KALURAM MARWARI Vs. MATILAL

Decided On February 22, 1933
KALURAM MARWARI Appellant
V/S
MATILAL Respondents

JUDGEMENT

(1.) In my opinion this appeal fails. A certain firm, which I will call the Mamraj firm, is said to have been dissolved in 1928, but, at any rate, in 1930, a suit was brought against it. The writ of summons was served by registered post, the postal package being refused. On 2nd March 1931 there was an ex parte decree for Rs. 4,500. On 6 April 1932, the defendants obtained at Asansol a decree against another firm called Gurmukhrai Ramgopal for a some-what larger sum of Rs. 5,432. On 12 April 1932 the plaintiff obtained, in the present suit, an interim injunction against the Mamraj defendants, restraining them from realizing this decree of Asansol. On 14 April it is said that the interim injunction was served. On 20 April the notice of motion was heard ex parte and the injunction was continued. On the same day, an order for attachment was made on the decree at Asansol, wherein the defendants in this suit were the decree-holders. On 25 April the defendants are said to have assigned to the present appellants all their interest under the decree. It is said that the attachment under the order of 20 April was not completed by notice to the Asansol Court until 26 April.

(2.) On 13 June summons was taken out by the appellants against the plaintiff in the present suit. That summons may be regarded in two ways. It may be regarded as an incompetent application by a third party to set aside the order of attachment which was made against the judgment-debtors or it may be regarded as an application to the Court under Order 21, Rule 58, Civil P. C., in the nature of a claim to the property which had been attached. Mr.
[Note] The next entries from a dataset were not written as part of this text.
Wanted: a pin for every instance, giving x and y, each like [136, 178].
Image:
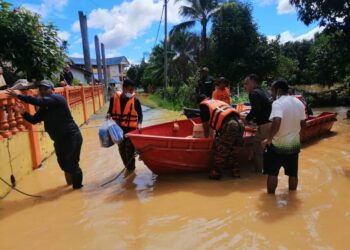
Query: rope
[120, 173]
[19, 191]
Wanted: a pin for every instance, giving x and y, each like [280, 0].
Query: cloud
[150, 40]
[283, 6]
[287, 36]
[127, 21]
[47, 7]
[63, 35]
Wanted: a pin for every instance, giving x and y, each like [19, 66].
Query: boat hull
[171, 152]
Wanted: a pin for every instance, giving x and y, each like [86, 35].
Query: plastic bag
[103, 134]
[115, 132]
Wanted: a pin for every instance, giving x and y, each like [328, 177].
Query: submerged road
[146, 211]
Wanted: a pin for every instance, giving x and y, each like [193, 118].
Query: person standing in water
[283, 142]
[125, 109]
[229, 128]
[59, 124]
[260, 112]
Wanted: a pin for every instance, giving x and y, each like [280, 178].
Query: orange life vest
[126, 118]
[222, 95]
[218, 111]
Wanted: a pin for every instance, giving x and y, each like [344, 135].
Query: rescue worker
[125, 109]
[229, 134]
[206, 85]
[59, 124]
[222, 91]
[261, 104]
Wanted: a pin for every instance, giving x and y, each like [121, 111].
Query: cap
[46, 83]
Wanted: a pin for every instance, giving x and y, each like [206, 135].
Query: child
[222, 91]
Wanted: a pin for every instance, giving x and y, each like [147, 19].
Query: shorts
[274, 161]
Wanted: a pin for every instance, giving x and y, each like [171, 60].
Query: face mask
[128, 95]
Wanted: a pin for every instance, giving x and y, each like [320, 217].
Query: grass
[317, 88]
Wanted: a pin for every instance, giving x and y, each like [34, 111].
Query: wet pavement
[144, 211]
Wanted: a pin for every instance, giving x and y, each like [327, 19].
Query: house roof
[109, 61]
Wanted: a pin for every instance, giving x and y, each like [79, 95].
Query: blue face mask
[128, 95]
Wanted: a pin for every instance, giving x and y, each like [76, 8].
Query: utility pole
[104, 68]
[98, 58]
[85, 39]
[104, 63]
[166, 42]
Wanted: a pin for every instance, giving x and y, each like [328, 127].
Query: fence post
[83, 100]
[93, 99]
[66, 95]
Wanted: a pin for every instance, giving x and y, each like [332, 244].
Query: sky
[129, 27]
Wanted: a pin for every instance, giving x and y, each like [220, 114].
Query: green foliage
[30, 45]
[177, 97]
[238, 47]
[197, 11]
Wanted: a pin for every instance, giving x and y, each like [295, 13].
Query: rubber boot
[77, 179]
[68, 178]
[214, 174]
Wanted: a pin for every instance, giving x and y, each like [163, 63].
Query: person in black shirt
[59, 124]
[125, 109]
[66, 77]
[206, 84]
[260, 112]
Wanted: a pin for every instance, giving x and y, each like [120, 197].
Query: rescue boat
[315, 125]
[169, 148]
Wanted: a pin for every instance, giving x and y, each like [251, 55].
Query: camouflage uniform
[227, 144]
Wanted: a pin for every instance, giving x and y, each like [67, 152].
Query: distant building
[116, 67]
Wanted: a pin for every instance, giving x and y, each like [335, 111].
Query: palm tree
[196, 11]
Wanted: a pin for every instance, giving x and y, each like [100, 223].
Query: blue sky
[129, 27]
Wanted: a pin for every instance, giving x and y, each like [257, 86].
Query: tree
[238, 48]
[185, 45]
[28, 44]
[197, 11]
[326, 61]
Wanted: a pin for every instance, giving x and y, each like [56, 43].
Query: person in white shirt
[283, 143]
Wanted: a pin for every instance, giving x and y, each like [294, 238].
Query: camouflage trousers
[227, 144]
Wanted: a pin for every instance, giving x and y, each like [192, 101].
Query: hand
[139, 127]
[11, 93]
[266, 142]
[19, 108]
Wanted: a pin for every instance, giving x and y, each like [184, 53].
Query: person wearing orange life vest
[125, 109]
[222, 91]
[229, 134]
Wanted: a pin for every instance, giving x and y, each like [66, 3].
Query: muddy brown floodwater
[146, 211]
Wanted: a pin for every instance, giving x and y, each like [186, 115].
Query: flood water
[145, 211]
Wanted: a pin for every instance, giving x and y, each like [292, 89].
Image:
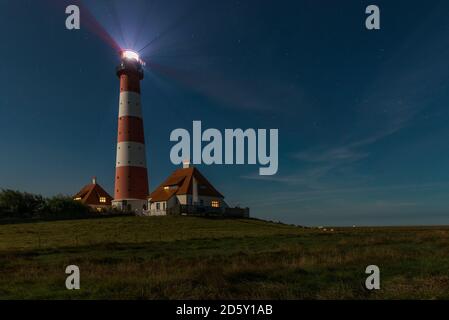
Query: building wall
[205, 200]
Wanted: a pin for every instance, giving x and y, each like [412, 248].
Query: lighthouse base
[137, 206]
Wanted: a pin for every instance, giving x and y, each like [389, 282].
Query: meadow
[198, 258]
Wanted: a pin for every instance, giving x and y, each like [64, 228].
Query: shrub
[16, 204]
[20, 204]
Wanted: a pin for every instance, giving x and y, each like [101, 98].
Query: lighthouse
[131, 177]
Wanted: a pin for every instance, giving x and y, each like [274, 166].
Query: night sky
[362, 115]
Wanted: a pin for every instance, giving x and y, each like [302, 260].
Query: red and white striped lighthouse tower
[131, 177]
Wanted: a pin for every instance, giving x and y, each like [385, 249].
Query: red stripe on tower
[131, 177]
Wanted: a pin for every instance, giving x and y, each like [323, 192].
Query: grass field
[195, 258]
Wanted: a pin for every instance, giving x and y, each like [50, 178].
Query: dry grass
[192, 258]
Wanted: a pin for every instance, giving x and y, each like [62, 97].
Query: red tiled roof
[180, 182]
[91, 194]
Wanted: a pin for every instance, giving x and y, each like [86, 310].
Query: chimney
[186, 164]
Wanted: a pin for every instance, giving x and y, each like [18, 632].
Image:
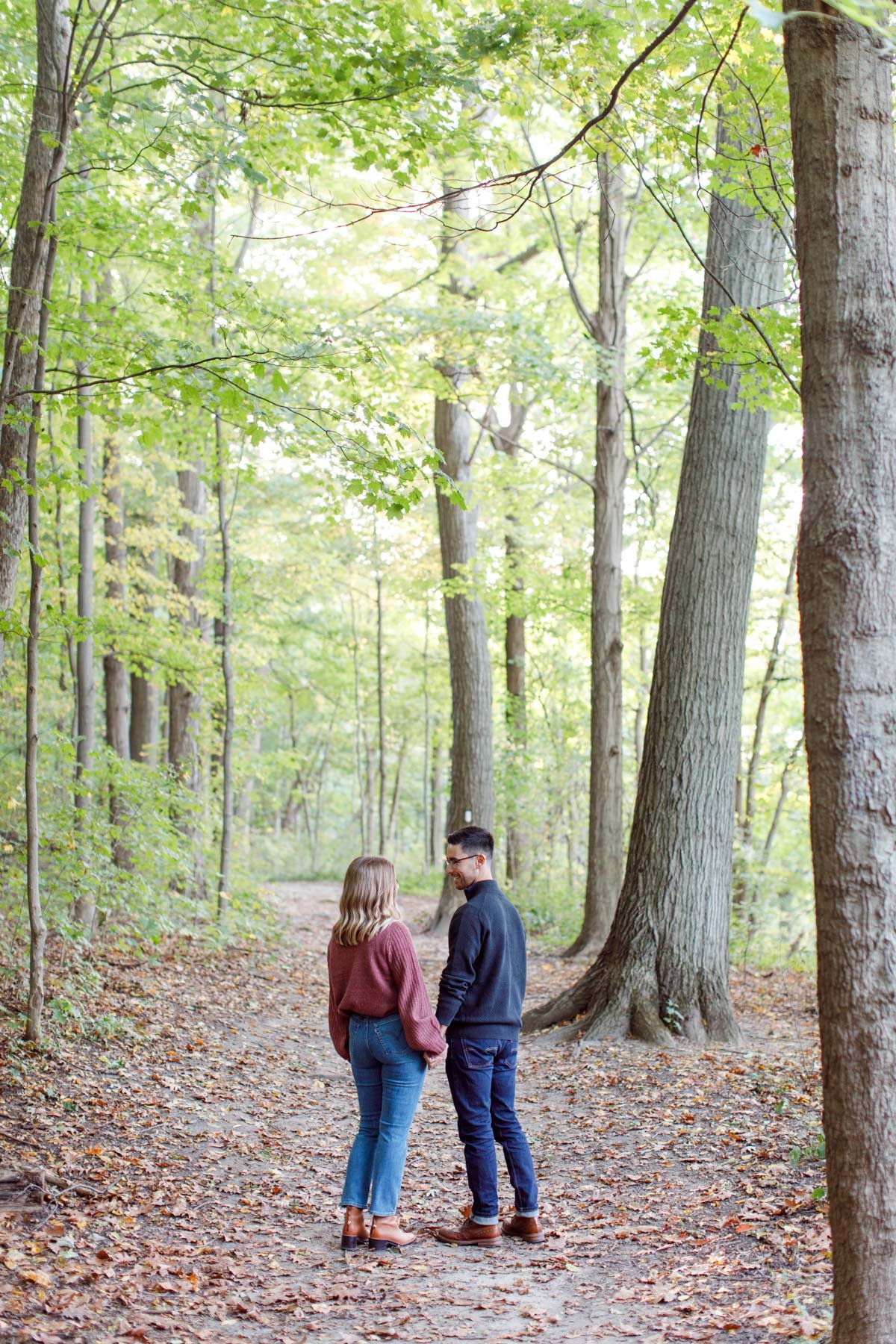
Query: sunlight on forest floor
[682, 1189]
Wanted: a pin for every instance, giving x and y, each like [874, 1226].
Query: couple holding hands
[381, 1019]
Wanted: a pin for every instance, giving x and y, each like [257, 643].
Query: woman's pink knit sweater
[375, 979]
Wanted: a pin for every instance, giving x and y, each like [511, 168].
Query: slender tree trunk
[437, 797]
[610, 465]
[744, 887]
[144, 719]
[85, 905]
[507, 440]
[63, 591]
[782, 799]
[370, 788]
[429, 858]
[641, 712]
[841, 111]
[226, 618]
[472, 765]
[396, 794]
[45, 163]
[184, 697]
[144, 694]
[381, 715]
[359, 757]
[765, 692]
[38, 927]
[664, 969]
[114, 671]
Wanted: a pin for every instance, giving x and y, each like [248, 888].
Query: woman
[382, 1021]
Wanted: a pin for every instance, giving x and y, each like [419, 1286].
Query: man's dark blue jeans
[482, 1080]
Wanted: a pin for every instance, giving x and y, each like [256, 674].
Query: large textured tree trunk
[184, 698]
[610, 465]
[472, 799]
[664, 968]
[472, 766]
[45, 161]
[841, 107]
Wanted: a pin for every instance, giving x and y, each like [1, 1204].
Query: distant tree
[664, 968]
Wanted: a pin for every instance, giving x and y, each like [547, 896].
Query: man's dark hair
[474, 840]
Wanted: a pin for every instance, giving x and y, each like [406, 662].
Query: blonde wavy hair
[368, 900]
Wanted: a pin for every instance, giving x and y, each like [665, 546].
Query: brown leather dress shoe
[470, 1234]
[386, 1236]
[354, 1229]
[524, 1229]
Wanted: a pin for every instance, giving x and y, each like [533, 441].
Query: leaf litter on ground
[682, 1189]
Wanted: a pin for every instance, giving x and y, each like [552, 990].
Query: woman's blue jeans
[388, 1077]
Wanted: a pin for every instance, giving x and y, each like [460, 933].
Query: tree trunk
[381, 718]
[664, 969]
[507, 440]
[359, 759]
[85, 905]
[45, 163]
[144, 694]
[114, 671]
[184, 697]
[765, 692]
[437, 799]
[144, 719]
[396, 796]
[38, 927]
[226, 612]
[472, 765]
[429, 858]
[610, 465]
[841, 105]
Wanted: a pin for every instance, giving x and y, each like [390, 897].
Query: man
[480, 1011]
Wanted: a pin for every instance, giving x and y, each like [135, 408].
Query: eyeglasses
[453, 863]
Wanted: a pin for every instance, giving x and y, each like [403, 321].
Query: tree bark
[841, 105]
[114, 672]
[38, 927]
[45, 163]
[437, 797]
[184, 697]
[381, 718]
[472, 766]
[144, 719]
[429, 856]
[664, 969]
[610, 465]
[507, 440]
[85, 905]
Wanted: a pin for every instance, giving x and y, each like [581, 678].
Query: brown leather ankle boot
[386, 1236]
[354, 1229]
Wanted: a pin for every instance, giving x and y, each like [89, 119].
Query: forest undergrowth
[195, 1151]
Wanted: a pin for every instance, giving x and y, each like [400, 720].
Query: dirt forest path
[215, 1122]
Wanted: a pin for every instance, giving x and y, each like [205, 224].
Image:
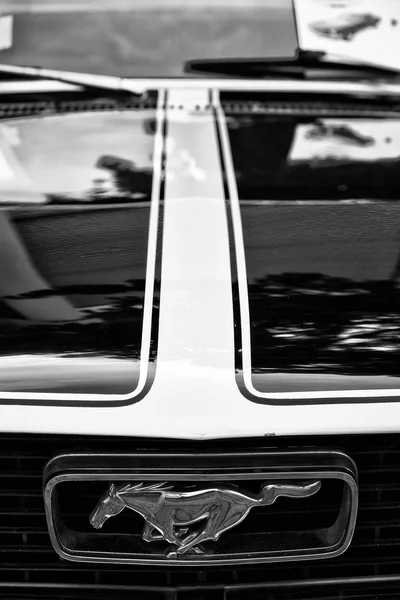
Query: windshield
[142, 38]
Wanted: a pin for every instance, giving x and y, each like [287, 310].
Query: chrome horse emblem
[170, 515]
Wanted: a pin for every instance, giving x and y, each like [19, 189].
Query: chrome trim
[284, 468]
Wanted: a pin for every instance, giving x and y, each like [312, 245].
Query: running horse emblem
[170, 515]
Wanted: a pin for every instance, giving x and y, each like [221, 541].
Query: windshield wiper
[85, 80]
[307, 65]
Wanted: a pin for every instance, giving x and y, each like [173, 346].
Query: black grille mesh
[29, 567]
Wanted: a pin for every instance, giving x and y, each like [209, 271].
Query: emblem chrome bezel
[205, 468]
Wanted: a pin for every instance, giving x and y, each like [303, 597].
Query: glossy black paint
[74, 221]
[322, 268]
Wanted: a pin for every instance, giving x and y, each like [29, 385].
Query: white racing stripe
[195, 365]
[194, 394]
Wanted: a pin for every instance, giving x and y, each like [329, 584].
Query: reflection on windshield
[277, 158]
[88, 158]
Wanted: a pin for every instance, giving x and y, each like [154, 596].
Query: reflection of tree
[317, 323]
[125, 182]
[341, 133]
[114, 332]
[128, 179]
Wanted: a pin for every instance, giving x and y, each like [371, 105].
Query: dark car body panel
[320, 227]
[75, 254]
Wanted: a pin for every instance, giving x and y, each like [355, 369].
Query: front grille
[30, 568]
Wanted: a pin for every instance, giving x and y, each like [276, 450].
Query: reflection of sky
[378, 45]
[385, 142]
[49, 371]
[129, 5]
[58, 154]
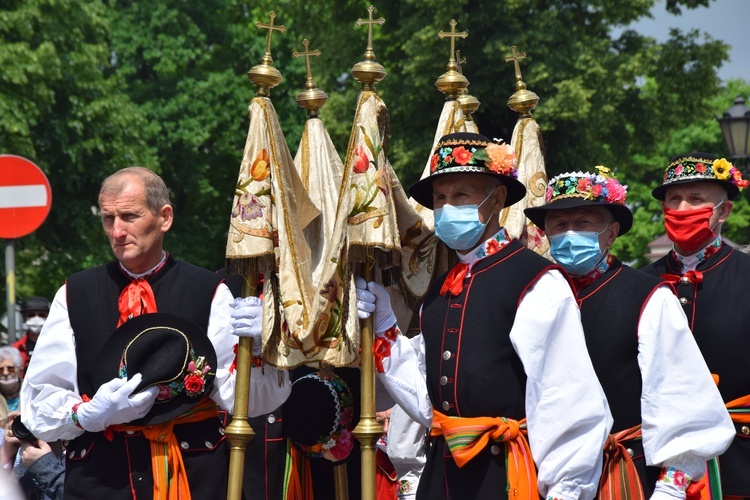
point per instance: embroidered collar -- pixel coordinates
(148, 273)
(602, 267)
(489, 247)
(690, 262)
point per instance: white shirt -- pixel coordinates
(567, 414)
(684, 420)
(50, 388)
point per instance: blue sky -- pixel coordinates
(725, 20)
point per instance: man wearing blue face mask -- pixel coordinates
(501, 349)
(640, 344)
(711, 280)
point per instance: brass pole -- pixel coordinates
(368, 430)
(239, 432)
(341, 481)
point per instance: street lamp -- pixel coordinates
(735, 127)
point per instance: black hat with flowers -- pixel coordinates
(170, 352)
(318, 416)
(585, 189)
(469, 153)
(701, 167)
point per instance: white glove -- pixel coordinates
(664, 491)
(114, 403)
(377, 302)
(247, 321)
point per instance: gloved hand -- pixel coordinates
(114, 403)
(247, 320)
(664, 491)
(373, 299)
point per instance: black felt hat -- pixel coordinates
(170, 352)
(585, 189)
(469, 153)
(701, 167)
(318, 416)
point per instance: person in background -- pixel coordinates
(711, 279)
(639, 342)
(10, 376)
(501, 348)
(34, 312)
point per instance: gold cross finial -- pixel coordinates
(459, 61)
(369, 24)
(453, 35)
(307, 55)
(515, 58)
(271, 28)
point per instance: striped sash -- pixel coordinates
(467, 437)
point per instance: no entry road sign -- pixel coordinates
(25, 197)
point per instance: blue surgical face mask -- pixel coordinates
(578, 252)
(459, 227)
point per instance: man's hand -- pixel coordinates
(31, 452)
(373, 299)
(114, 403)
(247, 321)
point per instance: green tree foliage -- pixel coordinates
(90, 87)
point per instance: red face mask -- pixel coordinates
(689, 229)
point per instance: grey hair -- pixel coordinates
(11, 353)
(157, 194)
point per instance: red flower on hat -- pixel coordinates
(194, 384)
(462, 155)
(360, 161)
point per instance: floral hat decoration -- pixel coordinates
(585, 189)
(170, 352)
(318, 416)
(701, 167)
(468, 153)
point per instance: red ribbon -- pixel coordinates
(454, 281)
(695, 277)
(137, 298)
(381, 349)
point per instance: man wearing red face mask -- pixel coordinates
(711, 281)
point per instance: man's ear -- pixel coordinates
(167, 215)
(498, 197)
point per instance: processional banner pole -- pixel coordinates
(239, 432)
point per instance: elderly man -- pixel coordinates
(711, 282)
(501, 345)
(639, 342)
(61, 398)
(34, 312)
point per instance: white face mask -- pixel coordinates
(34, 325)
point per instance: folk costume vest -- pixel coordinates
(714, 298)
(611, 309)
(124, 459)
(472, 368)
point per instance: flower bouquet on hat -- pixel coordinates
(318, 416)
(170, 352)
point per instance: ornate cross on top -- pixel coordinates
(307, 55)
(453, 35)
(271, 28)
(515, 58)
(369, 24)
(459, 61)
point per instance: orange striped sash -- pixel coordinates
(620, 479)
(170, 477)
(467, 437)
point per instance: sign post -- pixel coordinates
(25, 201)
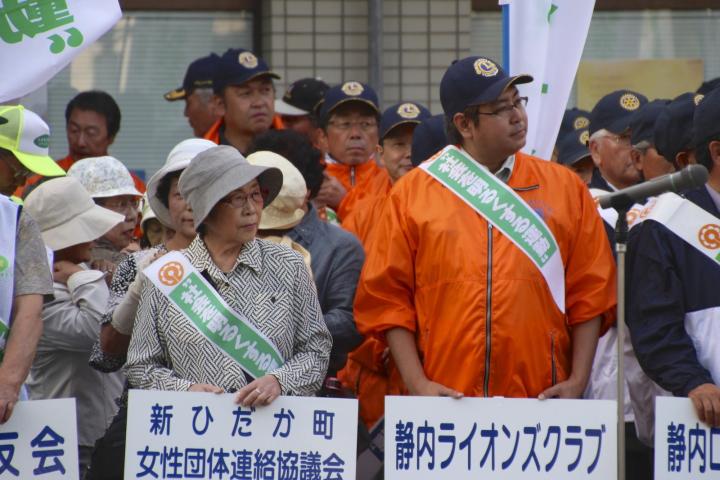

Banerjee, for the present appellants, does not seek to support the application as one of the character first mentioned and he disclaims any contention to the effect that he would have a right to apply to set aside the attachment. He says--and we may take it--that his case is really a claim to property, which has been attached ; in other words, the application, which the learned Judge has dismissed, is an application under Rule 58, Order 21. That being so, we have to consider the effect of Rule 63, Order 21. It says: Where an objection, is preferred, the party against whom an order is made may institute a suit to establish the right which he claims to the property in dispute, but, subject to the result of such suit, if any, the order shall be conclusive.

(3.) Now, so far as I know, it has always been considered by this Court that the concluding words of that rule prevent any appeal from being brought from the original side from an order made in a claim case ; but Mr. Banerjee has directed our attention to the circumstances that there is some authority the other way. The first case is the case of Sabhapathi Chetti v. Narayanasami Chetti (1901) 25 Mad 555. But an examination of that case shows that the point upon what was then Section 283, Civil P. C., of 1882, was not laid before the Court at all. The Court dealt with and negatived two arguments --one an argument under Secs.588 and 591 of the Code of 1882 and another an argument to the effect that an order in a claim case was not a judgment within Art. 15, Letters Patent. That appears to me to be no authority. It is said however that in the case of C.V. Venugopal Mudali V/s. C. Venkatasubbiah Chetty (1915) 39 Mad 1196, a Division Bench, thinking that the Madras practice had been for a long time to entertain appeals from orders in claim cases, though recognizing the infirmities of the reasoning in Sabapathi's case (1901) 25 Mad 555, held that an appeal under the Letters Patent was not excluded by Order 21, Rule 63. So far as there was any reasoning in that case, it would seem that the reasoning was this: that Section 283, of the old Code was in the same position as Section 588. The reasoning seems to be that the principle generalia spicialibus non derogant was equally applicable to Section 283. That argument appears to me to be unacceptable.